Quindi, cosa farà materialmente la nuova piattaforma? «Noi ci assicureremo che i documenti vengano ricevuti anonimamente e che le organizzazioni che lavorano con noi li ricevano. Qualsiasi altra cosa a parte questa non è di nostro diretto interesse. Come risultato, la pubblicazione dei documenti sarà soggetta alle situazioni specifiche di ogni soggetto che pubblicherà». Non ci sarà più la corsa a un singolo sito per cercare fra migliaia di documenti, ma – al contrario – saranno media tradizionali, organizzazioni non governative, sindacati e soggetti terzi a pubblicare direttamente il materiale.

«Al momento», secondo Snorasson, «OpenLeaks sta lavorando con altre cinque organizzazioni e stiamo avendo dei colloqui con altre per future collaborazioni». Alla domanda su quante persone ci siano dietro a OpenLeaks, risponde così: «Ci sono circa dodici persone coinvolte a vario titolo in questo momento». I tempi perché il sito diventi operativo sono però ancora lunghi: il sito è alla vigilia di lanciare la sua fase Alpha, cui – a mesi di distanza – seguirà una seconda fase. «Il pieno funzionamento sarà un processo di evoluzione della Beta, quindi non ci sono ancora tempi certi».
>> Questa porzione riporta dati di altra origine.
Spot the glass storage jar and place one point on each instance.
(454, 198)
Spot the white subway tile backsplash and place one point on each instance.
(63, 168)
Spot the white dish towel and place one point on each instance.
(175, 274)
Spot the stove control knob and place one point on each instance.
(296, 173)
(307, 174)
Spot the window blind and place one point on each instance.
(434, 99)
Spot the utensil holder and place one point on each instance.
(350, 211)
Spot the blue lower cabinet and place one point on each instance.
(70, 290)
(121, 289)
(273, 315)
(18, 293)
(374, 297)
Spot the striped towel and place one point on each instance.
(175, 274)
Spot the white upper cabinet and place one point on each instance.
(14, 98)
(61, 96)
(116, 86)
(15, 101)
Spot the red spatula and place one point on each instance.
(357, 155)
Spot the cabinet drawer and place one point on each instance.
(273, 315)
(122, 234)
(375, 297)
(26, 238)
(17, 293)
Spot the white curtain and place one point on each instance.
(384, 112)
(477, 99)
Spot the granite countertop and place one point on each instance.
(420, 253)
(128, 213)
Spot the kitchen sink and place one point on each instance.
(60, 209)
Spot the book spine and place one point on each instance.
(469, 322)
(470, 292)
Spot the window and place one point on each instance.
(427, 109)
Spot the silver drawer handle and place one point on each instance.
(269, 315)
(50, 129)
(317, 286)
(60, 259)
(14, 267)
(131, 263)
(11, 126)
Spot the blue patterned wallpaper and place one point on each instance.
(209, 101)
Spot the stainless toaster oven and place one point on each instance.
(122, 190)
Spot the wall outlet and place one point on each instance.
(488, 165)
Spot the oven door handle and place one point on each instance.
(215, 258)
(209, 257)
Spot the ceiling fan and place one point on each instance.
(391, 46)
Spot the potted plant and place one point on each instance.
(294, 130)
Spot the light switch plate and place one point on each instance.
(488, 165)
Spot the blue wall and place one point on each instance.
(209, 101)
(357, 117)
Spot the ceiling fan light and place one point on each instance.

Quella che sembra essere già partita è invece la corsa, fra i media tradizionali, a sviluppare la propria piattaforma per gole profonde. La più veloce è stata Al Jazeera che nel gennaio 2011 ha messo online la sua Transparency Unit e il 23 dello stesso mese ha pubblicato i Palestine Papers, 1700 file riservati della diplomazia palestinese. Il network sottolinea che «tutti i materiali sono criptati mentre ci vengono inviati, e rimangono criptati anche sui nostri server». Come Wikileaks, anche la Transparency Unit di Al Jazeera richiama l’uso di Tor.

Tor sta per The Onion Ring, l’anello di cipolla. Come spiegava John Naughton in un articolo dell’agosto 2010 su The Observer, al centro del funzionamento di Wikileaks «c’è un’implementazione open source di una tecnologia di networking che usa la crittografia per spostare i dati da un router ad un altro in modo che l’identità di ciascun nodo sia nascosta». Naughton fa anche notare che anche i governi usano lo stesso sistema per le loro trasmissioni.

Al Jazeera ha inaugurato quella che Raffi Khatchadourian del New Yorker ha definito «la corsa alle armi di Wikileaks ». Di fatto, scrive Khatchadourian «sarebbe sorprendente se altri grandi sistemi editoriali non fossero già al lavoro ai propri portali modellati su Wikileaks». E che il New York Times stia pensando a una propria piattaforma l’ha confermato Bill Keller, executive editor del giornale, in un’intervista alla National Public Radio il primo febbraio durante il programma Fresh Air. In precedenza Keller aveva detto che il giornale stava «pensando a qualcosa su quella falsariga».

Interpellati da Linkiesta, anche dal New York Times confermano che «la fase di discussione è ancora aperta e che non è cambiato niente dall’intervista». Alla domanda se è stato fissato un limite per la riflessione all’interno del New York Times, la risposta è stata che «non esiste un termine». Intanto che la discussione prosegue, il New York Times ha pubblicato l’e-book Open Secrets, Wikileaks, War and American Diplomacy nel gennaio 2011. Anche il Guardian ha pubblicato il proprio volume sulla redazione dei documenti, Wikileaks, Inside Julian Assange’s War on Secrecy.

I rapporti fra i media tradizionali e Julian Assange sono diventati via via sempre più tesi. Ai contrasti sulla gestione editoriale dei cablo della diplomazia americana, si è aggiunto anche un elemento personale quando, nell’ottobre 2010, è uscito un ritratto di Assange sul New York Times firmato da John F. Burns. Nell’articolo dello scorso ottobre il giornalista descrive Assange come un uomo «incredibilmente intelligente», ma che «alcuni dei suoi compagni stanno lasciando per via di un comportamento che giudicano ondivago e autoritario».

Dati alla mano anche il sito, dopo la pubblicazione dei cablo americani, è stato messo in difficoltà dal rifiuto di alcuni server di ospitarne i contenuti e dal blocco delle donazioni operato da Visa, Mastercard e PayPal. A questo blocco aveva risposto anche il gruppo di hacker Anonymous, con l’operazione Avenge Assange, Vendica Assange.

Così nel momento di maggiore difficoltà, quando alcuni lo danno per morto, il modello wikileaks in realtà sopravvive in altre forme e il suo impatto sul mondo dell’informazione è ancora tutto da studiare.